6 months spend here was indeed a memorable one,
i will be missing ppl from here, from all over the world, make greats friends along the program, speechless i can say, everyhing will be kept in my heart.<3
ytd was my last day of work yet i hate saying goodbyes to all, i cried. went ihop with my clicks of girls, i cried too.
thanks for all the little small gifts, those notes all left for me.
it was not easy to bidgoodbye when you dont know when in the earth you gonna see them again, i promise my so called "godmother" that i will find her,maybe in 3 years time or so.
lastly, thanks uncle for watching from above, at least i did not get any sickness here. i know you will be proud that i have completed my program here.
Wednesday, September 24, 2008
yes, i am leaving soon.
11 days more to home.
mixed feelings,
i will misssss the place here,
yet i am so ready to be back to JALAN KEMUNING.
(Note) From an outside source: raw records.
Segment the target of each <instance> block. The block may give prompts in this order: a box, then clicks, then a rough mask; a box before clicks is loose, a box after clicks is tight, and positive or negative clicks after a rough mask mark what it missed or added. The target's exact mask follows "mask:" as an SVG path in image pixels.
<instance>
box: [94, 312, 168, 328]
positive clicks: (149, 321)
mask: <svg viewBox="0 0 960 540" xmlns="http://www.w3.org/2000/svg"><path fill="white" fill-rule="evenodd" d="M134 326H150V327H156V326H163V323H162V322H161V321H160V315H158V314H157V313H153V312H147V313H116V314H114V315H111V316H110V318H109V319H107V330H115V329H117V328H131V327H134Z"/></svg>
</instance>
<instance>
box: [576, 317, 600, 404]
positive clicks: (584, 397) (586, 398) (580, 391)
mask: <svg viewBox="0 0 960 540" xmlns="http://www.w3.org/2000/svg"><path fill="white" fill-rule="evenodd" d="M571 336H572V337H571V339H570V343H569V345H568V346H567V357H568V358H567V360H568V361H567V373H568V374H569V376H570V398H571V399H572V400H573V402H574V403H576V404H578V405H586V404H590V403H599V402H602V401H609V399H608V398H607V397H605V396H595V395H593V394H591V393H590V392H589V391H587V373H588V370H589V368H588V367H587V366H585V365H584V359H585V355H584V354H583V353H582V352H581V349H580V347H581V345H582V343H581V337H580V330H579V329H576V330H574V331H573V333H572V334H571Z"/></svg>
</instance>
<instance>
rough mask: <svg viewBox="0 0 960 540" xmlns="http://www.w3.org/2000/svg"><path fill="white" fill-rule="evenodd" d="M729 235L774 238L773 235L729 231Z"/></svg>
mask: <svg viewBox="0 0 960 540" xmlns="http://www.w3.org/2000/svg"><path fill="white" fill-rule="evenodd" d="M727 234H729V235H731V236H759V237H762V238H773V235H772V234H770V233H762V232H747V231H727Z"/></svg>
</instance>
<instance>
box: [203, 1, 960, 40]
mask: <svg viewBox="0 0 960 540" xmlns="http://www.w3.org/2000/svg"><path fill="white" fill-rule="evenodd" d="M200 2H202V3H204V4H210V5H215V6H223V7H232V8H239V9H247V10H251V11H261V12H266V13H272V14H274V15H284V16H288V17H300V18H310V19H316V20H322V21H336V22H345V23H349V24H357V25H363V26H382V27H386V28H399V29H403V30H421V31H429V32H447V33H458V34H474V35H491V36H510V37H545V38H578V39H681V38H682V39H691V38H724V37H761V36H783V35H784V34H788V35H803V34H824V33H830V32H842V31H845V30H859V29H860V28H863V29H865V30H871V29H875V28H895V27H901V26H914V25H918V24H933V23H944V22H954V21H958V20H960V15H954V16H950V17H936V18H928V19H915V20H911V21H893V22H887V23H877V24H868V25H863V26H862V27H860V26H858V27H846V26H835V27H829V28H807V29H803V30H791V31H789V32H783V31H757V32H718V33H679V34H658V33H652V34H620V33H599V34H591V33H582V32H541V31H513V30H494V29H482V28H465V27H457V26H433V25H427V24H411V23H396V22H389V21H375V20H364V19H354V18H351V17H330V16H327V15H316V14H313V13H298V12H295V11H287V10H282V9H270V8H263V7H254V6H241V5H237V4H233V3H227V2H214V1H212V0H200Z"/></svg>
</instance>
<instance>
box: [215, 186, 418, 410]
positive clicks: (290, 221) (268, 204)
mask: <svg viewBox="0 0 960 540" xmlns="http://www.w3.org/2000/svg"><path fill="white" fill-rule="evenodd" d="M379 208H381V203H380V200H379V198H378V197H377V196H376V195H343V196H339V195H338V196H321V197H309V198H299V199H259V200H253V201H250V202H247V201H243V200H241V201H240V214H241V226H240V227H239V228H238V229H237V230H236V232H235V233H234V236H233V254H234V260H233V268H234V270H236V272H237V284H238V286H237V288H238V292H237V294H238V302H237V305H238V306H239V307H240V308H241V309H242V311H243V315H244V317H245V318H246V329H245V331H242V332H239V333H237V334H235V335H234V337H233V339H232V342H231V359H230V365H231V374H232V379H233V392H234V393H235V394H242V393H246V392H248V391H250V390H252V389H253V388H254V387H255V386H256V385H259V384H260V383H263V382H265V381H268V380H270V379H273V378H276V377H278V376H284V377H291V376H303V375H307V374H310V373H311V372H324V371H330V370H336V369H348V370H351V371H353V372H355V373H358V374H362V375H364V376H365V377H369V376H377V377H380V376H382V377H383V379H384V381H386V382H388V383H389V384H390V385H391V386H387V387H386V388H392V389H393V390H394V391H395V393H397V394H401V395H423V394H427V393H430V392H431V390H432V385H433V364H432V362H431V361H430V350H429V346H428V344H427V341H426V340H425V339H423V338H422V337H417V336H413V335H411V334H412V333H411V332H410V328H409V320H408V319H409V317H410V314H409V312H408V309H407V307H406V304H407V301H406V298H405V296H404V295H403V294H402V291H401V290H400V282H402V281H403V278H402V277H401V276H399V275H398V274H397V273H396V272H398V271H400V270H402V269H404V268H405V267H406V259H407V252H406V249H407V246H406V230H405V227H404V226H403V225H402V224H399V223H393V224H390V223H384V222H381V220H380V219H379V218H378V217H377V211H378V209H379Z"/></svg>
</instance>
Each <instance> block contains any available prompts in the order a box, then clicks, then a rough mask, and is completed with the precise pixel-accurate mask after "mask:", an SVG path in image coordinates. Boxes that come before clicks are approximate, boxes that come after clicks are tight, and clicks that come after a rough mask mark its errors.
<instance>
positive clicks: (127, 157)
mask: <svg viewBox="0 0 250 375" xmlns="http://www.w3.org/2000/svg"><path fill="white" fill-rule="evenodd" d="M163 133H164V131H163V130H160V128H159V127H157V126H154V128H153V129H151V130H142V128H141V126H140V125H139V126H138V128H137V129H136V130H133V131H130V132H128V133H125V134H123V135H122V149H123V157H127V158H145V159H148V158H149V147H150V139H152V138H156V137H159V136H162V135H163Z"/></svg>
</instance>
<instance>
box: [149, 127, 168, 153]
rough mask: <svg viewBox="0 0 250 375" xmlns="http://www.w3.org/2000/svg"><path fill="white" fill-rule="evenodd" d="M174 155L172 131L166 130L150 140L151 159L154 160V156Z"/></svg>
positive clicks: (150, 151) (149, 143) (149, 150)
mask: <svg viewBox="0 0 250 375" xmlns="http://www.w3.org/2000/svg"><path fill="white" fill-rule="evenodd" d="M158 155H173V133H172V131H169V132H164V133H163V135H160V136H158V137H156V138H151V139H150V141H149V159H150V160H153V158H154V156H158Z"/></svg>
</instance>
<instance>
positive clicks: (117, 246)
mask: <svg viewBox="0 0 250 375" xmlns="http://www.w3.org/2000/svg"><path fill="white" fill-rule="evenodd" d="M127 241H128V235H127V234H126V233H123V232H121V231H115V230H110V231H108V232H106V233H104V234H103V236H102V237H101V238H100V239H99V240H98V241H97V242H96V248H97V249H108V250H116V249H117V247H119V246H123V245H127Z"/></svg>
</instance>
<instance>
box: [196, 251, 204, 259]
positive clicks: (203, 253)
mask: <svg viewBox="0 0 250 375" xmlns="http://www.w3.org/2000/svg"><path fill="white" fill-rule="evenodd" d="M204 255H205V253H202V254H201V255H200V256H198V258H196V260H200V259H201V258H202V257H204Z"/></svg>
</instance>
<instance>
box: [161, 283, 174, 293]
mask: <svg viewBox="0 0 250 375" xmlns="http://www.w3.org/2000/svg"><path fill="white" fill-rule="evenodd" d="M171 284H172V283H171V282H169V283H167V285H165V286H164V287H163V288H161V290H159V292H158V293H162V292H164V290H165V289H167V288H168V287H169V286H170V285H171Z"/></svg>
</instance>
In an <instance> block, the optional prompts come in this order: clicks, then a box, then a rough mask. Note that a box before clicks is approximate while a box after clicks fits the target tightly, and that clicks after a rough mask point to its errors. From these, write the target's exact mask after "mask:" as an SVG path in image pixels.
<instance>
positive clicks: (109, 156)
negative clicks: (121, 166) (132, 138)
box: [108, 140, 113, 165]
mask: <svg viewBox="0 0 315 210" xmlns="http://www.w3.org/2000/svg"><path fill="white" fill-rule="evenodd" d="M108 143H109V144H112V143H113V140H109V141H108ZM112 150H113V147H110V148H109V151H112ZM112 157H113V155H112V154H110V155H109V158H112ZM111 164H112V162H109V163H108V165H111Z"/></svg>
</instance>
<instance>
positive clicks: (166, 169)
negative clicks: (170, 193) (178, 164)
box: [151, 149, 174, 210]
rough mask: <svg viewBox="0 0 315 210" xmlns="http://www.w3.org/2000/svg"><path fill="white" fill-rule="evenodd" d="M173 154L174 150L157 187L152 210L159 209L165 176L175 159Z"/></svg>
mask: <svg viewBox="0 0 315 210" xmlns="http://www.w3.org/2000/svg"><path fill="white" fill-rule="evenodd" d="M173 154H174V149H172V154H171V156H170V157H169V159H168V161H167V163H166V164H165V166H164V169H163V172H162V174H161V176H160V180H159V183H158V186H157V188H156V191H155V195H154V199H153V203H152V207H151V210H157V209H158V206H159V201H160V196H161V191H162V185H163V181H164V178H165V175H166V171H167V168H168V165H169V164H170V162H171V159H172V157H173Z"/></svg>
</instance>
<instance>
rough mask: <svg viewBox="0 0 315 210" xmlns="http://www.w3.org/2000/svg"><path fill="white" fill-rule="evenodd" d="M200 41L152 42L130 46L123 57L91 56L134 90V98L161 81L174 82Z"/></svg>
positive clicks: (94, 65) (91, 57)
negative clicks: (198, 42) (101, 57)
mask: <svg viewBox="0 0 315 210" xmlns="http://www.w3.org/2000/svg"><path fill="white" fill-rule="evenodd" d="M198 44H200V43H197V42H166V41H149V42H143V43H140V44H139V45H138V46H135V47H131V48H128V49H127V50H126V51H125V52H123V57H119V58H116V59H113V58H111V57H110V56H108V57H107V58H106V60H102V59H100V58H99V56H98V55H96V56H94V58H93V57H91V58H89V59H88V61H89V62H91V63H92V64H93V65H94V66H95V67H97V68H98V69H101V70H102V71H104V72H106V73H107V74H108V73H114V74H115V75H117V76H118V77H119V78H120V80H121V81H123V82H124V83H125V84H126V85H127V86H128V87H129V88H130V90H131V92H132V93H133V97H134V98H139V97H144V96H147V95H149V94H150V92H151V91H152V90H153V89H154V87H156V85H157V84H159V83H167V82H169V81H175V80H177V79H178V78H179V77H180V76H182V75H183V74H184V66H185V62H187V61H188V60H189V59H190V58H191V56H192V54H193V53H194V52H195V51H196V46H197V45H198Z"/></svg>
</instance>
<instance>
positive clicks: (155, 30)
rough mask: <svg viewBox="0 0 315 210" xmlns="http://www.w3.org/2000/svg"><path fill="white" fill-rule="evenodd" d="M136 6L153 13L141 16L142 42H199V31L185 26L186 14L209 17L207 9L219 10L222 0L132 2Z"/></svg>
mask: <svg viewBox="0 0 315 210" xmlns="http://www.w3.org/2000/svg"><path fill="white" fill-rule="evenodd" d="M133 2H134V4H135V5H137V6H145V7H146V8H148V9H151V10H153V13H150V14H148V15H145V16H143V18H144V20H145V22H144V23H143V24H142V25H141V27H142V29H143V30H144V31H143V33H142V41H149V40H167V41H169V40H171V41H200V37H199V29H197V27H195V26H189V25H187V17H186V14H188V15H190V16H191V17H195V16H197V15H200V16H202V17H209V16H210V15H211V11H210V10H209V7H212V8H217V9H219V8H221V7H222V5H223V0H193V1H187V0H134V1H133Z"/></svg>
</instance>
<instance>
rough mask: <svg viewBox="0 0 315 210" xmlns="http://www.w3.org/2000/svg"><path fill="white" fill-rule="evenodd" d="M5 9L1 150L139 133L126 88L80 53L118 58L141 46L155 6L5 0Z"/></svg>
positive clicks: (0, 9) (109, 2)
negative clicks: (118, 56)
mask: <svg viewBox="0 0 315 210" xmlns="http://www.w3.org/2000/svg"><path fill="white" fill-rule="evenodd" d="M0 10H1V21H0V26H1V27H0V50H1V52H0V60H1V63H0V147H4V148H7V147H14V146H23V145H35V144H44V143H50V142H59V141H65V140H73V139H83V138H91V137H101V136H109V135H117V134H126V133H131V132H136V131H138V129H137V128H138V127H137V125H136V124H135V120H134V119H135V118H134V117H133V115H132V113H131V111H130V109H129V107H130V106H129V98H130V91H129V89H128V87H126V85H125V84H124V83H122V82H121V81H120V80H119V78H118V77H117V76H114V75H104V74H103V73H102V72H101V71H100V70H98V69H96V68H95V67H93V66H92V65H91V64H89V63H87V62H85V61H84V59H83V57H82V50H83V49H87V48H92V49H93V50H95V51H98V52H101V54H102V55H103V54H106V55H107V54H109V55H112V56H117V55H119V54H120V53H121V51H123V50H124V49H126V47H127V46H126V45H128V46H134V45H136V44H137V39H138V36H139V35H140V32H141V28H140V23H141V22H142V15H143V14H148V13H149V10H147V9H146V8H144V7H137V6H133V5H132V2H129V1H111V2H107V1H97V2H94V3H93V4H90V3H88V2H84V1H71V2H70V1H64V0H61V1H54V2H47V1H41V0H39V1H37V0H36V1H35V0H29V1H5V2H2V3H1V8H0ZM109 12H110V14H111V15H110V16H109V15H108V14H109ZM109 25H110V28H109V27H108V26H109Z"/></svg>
I WANT MORE SHOPPING BEFORE I LEAVE.
graduation this fri((:.
Wednesday, September 10, 2008
back from nyc.
though i spend like a bomb in nyc, but i was happy, at least i have visit all the places i ever wanted with my 3 crazy gfriend. walked the whole day, teasing each other, taking photos with those magificane of buildings like nobody business, acting crazy in nyc, watching those street dance, shopping like mad, walking around the museum just to find the red indian girl, gossiping at china drinking bubble teas, eating korean food at korean street, having breakfast at rockfeller centre and not forgetting chasing for stars.
all those crazyz moment we had in nyc will be kept.
yes, and now i am back in reality again.
i guess nyc will be still a better choice than orlando, at least i know i am in US.
and i have like 25 days left for home.